No dia 6 de dezembro de 1964, ocorreram as eleições municipais, prevalecendo o desejo dos deputados e da indústria; os eleitos tomariam posse no dia 15 de dezembro. No momento da posse, o Sr. Ozires demonstrou seu descontentamento, uma vez que não almejava o cargo de prefeito. Realizou um discurso afirmando que esse não era o seu desejo, retornando ao cargo de gerente da Indústria Zattar, em Bom Retiro. Fica clara aqui a relação entre política e poder econômico, que caracterizou desde o início a criação do município. Passados 90 dias, os vereadores reuniram-se e, então, cassaram o mandato do prefeito por abandono do cargo, empossando em seu lugar o vice-prefeito Juvenal Estefanes.

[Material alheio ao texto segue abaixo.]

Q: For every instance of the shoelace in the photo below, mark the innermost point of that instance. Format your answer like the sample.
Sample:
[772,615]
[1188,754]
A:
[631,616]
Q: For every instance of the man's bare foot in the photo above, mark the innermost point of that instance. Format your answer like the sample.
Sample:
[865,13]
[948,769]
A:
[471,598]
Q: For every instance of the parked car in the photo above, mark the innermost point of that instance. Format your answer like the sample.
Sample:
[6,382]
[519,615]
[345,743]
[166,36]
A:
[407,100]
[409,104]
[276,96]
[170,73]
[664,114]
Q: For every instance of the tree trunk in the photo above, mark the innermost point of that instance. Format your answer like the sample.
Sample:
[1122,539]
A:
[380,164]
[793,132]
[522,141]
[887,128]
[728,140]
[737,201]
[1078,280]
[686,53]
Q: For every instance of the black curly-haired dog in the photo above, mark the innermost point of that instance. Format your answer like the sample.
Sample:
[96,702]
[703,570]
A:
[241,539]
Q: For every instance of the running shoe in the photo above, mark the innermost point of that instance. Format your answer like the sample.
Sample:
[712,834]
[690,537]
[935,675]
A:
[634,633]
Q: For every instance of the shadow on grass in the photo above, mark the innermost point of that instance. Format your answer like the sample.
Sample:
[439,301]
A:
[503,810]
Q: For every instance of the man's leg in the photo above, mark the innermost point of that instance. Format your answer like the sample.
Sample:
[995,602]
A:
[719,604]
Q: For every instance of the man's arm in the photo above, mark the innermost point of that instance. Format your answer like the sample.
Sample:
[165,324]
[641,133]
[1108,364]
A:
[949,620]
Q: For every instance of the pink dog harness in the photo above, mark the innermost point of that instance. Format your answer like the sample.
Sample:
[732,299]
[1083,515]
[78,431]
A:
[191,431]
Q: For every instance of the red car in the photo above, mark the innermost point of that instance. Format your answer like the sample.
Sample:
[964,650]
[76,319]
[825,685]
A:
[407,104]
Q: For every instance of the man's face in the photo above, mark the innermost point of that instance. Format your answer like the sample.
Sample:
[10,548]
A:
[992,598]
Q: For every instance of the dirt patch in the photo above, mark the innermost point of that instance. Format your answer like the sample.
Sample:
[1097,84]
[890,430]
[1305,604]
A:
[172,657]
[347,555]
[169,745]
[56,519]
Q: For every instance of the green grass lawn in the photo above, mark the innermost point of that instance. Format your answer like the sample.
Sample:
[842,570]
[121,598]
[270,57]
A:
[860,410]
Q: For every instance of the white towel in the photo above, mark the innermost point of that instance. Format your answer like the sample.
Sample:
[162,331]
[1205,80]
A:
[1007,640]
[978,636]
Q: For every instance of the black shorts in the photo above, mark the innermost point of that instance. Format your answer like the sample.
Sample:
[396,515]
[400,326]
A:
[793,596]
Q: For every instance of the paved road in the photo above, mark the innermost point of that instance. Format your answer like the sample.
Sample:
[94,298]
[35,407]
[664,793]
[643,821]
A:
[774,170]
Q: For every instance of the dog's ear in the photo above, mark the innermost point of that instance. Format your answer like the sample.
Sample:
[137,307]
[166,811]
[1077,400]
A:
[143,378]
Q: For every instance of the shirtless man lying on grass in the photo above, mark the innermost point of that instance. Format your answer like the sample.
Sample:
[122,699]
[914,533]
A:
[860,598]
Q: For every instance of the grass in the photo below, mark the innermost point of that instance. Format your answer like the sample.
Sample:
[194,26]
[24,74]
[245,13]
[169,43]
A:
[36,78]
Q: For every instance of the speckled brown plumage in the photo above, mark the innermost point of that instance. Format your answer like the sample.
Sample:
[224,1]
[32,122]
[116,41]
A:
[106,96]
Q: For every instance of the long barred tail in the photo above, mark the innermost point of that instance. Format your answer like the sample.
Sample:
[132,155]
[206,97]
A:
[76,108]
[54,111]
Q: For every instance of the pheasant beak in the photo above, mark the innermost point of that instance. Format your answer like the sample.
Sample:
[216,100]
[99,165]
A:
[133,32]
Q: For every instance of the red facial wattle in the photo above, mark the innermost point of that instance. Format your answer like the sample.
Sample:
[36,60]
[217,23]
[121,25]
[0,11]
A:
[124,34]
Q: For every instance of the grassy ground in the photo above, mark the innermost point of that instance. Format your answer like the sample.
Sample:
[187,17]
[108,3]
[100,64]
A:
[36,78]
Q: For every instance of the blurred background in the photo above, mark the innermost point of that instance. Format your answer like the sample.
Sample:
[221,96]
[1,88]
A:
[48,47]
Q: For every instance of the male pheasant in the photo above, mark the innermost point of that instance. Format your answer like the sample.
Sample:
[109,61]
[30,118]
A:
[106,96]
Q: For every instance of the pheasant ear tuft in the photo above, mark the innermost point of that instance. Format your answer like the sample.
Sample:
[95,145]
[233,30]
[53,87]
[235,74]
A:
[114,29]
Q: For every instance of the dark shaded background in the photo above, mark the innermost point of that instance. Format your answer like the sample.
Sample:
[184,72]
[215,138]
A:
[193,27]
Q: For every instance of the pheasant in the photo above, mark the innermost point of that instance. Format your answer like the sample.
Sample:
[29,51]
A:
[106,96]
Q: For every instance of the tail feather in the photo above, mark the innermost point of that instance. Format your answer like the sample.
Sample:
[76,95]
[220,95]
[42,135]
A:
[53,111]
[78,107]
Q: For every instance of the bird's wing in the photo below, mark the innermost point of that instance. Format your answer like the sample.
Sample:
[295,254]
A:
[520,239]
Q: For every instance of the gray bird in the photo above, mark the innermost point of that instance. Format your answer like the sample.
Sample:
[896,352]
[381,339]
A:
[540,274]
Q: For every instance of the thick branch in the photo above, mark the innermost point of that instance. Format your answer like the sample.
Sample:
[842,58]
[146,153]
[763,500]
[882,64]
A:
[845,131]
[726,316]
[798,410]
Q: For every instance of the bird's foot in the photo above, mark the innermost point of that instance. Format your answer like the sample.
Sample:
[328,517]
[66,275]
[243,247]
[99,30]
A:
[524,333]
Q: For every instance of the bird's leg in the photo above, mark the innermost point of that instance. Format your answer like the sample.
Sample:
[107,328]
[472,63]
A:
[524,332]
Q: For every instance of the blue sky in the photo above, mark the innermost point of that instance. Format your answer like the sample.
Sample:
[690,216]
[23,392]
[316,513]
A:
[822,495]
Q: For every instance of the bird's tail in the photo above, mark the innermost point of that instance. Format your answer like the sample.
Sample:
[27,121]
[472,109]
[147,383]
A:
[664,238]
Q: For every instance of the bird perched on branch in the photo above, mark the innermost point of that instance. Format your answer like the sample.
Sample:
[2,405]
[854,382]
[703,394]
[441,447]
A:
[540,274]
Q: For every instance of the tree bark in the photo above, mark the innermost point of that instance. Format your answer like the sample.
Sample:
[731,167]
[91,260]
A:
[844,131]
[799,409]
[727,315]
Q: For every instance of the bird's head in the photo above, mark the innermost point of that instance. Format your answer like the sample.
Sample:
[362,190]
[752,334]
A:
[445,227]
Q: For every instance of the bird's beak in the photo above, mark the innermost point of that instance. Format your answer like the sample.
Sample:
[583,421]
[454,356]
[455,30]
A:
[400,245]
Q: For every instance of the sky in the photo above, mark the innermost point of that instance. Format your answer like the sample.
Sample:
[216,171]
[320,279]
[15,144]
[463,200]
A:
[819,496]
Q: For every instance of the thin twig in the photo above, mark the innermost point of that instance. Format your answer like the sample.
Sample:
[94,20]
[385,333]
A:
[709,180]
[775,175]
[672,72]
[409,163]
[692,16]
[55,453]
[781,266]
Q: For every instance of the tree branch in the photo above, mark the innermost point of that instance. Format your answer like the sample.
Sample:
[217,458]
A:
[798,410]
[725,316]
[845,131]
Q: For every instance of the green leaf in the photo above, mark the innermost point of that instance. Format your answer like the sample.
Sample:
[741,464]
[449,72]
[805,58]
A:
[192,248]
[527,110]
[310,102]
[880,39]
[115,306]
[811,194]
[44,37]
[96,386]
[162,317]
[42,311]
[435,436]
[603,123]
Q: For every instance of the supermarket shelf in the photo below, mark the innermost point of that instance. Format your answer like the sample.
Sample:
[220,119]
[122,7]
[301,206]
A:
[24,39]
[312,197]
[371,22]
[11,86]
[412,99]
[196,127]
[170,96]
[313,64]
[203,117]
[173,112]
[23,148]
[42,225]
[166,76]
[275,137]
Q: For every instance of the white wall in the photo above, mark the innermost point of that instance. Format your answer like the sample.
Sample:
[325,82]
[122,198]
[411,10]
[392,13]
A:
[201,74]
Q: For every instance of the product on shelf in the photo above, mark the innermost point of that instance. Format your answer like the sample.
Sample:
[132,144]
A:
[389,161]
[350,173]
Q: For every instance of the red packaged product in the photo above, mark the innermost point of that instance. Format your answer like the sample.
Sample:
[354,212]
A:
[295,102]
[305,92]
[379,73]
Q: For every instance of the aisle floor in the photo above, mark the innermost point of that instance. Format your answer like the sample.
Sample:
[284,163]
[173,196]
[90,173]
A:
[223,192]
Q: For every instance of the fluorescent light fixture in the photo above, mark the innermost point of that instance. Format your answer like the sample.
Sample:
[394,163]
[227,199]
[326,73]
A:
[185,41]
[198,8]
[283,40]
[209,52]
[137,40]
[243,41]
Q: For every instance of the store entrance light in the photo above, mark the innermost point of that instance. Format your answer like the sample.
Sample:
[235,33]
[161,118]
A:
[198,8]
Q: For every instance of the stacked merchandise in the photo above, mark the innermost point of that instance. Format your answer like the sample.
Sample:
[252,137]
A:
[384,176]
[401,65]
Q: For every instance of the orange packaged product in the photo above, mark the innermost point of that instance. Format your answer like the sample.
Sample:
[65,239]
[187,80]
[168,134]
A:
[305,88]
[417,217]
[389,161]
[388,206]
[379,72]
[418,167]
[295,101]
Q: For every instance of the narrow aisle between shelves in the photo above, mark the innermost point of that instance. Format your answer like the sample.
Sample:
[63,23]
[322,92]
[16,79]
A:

Figura 7 – Foto da rua Francisco Dellê, tirada da Torre da Antiga Matriz do Divino Espírito Santo, em 1969

Em 1965, o município de Pinhão era dividido em 4 distritos: Pedro Lustosa, Faxinal do Céu, Pinhalzinho e Bom Retiro, conforme lei estadual nº 5149, de 07 de junho do mesmo ano.

A década de 1970 foi marcada por muitos conflitos em busca de controle, reforçando assim que no território existem fortes relações de poder, como afirma Raffestin (1993):

Cada empresa, porém, utiliza o território em função dos seus fins próprios e exclusivamente em função desses fins. As empresas apenas têm olhos para os seus próprios objetivos e são cegas para tudo o mais. Desse modo, quanto mais racionais forem as regras de sua ação individual tanto menos tais regras serão respeitosas do entorno econômico, social, político, cultural, moral ou geográfico, funcionando, as mais das vezes, como um elemento de perturbação e mesmo de desordem. Nesse movimento, tudo que existia anteriormente à instalação dessas empresas hegemônicas é convidado a adaptar-se às suas formas de ser e de agir, mesmo que provoque, no entorno preexistente, grandes distorções, inclusive a quebra da solidariedade social [...] Pode-se dizer então que, em última análise, a competitividade acaba por destroçar as antigas solidariedades, frequentemente horizontais, e por impor uma solidariedade vertical, cujo epicentro é a empresa hegemônica, localmente obediente a interesses globais mais poderosos e, desse modo, indiferente ao entorno. (SANTOS, 2003, p. 85).

A empresa defendia interesses próprios em busca de um controle do território e não se preocupava com as pessoas ou seu entorno, mas tão somente em adquirir posses. Segundo Porto,

Intensificaram-se as ações de funcionários da madeireira no confisco da produção agrícola e extrativista dos habitantes locais e morte de animais de criação, sua presença ostensiva e intimidatória no entorno das moradias, e, nos casos extremos, o incêndio de casas e paióis e as ameaças de morte. Também neste momento, a empresa passou a vender terras para descendentes de gaúchos do Paraná – em geral filhos não herdeiros de camponeses –, que têm uma

dinâmica produtiva distinta (o que traz dificuldades na convivência, principalmente com relação ao sistema de criação de animais soltos). Estes, contudo, também se tornam posseiros, pois processos anteriores de hipoteca de terras pela empresa impediram a regularização da venda das terras. (2013, p. 145).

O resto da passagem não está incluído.